It was Mother’s Day morning, May 11, 2014. My husband and I were preparing for a day’s activities and the doorbell rang. Sam was to be home any time from spending the night at a long-time friend’s house down the street. When the front door was opened, it wasn’t Sam arriving home as I thought it was going to be. Instead, it was devastation. Sam, sixteen, was dead.
In the days following Sam’s death, we learned Sam and two of his basketball friends took the chance of their lives. They tried what they thought was LSD or Acid and would pass quickly through their system avoiding detection from random drug testing that they were subject to as athletes. Later, I learned instead of LSD or Acid, dangerous enough, Sam was unknowingly the victim of a deadly synthetic drug called 25I-NBOMe. Three boys took it. Sam did not wake up.

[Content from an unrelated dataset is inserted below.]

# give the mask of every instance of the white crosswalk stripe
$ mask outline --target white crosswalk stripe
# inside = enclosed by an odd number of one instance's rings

I experienced complicated grief; running the mood race between major depressive disorder and PTSD (post-traumatic stress disorder). My sadness: waking up every morning realizing my first born is gone and further heightened by his physical belongings that seemingly still remain. My flashbacks: random thoughts once considered joyful memories, visioning Sam’s death, recalling a lengthy visitation, funeral and my boy in a coffin, a song that held meaning playing in my car, at a store, anywhere. There are more descriptions of the saddening despair and the physical pain of a broken heart and pandering presence to not even exist.